In the process of children’s psychological development, various levels of psychological distress often occur, such as attention problems, emotional problems, adaptation problems, language problems, and motor coordination problems; these problems have seriously affected children’s healthy growth. Scene matching in the treatment of psychological distress can prompt children to change from a third-person perspective to a first-person perspective and shorten the distance between scene contents and child’s perceptual experience. As a part of machine learning, deep learning can perform mapping transformations in huge data, process huge data with the help of complex models, and extract multilayer features of scene information. Based on the summary and analysis of previous research works, this paper expounded the research status and significance of the scene matching method for children’s psychological distress, elaborated the development background, current status, and future challenges of deep learning algorithm, introduced the methods and principles of depth spatiotemporal feature extraction algorithm and dynamic scene understanding algorithm, constructed a scene matching model for children’s psychological distress based on deep learning algorithm, analyzed the scene feature extraction and matching function construction of children’s psychological distress, proposed a scene matching method for children’s psychological distress based on deep learning algorithm, performed scene feature matching and information processing of children’s psychological distress, and finally conduced a simulation experiment and analyzed its results.
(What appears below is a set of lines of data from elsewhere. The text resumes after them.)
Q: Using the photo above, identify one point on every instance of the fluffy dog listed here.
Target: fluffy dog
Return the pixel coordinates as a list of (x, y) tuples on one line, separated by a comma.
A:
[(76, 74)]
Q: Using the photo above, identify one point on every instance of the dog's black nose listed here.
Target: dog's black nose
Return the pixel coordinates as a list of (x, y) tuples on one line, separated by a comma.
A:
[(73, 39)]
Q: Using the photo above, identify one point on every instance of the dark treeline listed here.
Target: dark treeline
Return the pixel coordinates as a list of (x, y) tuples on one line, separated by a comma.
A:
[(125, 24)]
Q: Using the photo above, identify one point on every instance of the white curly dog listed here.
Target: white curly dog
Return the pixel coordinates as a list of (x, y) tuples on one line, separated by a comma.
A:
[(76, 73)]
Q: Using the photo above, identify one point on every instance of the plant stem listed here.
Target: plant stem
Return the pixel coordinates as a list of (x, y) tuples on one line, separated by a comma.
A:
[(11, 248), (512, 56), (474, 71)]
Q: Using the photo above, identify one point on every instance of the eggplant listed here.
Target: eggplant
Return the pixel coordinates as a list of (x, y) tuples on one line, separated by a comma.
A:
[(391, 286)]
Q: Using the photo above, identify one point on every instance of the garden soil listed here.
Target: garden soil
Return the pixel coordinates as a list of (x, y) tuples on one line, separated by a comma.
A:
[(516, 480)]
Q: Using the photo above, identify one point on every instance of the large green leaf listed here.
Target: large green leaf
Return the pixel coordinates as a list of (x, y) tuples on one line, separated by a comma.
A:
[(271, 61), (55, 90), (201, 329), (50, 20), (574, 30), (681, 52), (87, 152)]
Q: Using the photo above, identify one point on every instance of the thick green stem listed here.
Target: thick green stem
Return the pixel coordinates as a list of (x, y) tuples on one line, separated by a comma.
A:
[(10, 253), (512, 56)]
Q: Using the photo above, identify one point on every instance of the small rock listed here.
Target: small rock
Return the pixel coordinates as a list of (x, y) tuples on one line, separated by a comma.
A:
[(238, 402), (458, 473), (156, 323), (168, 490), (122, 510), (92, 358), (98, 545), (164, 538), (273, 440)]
The results show that the deep learning algorithm can have a deep and abstract mining on the characteristics of children’s psychological distress scenes and obtain a large amount of more representative characteristic information through training on large-scale data, thereby improving the accuracy of classification and matching of children’s psychological distress scenes. The study results of this paper provide a reference for further researches on the scene matching method for children’s psychological distress based on deep learning algorithm.

Suggested Citation

  • Junli Su & Wei Wang, 2021. "Scene Matching Method for Children’s Psychological Distress Based on Deep Learning Algorithm," Complexity, Hindawi, vol. 2021, pages 1-11, February.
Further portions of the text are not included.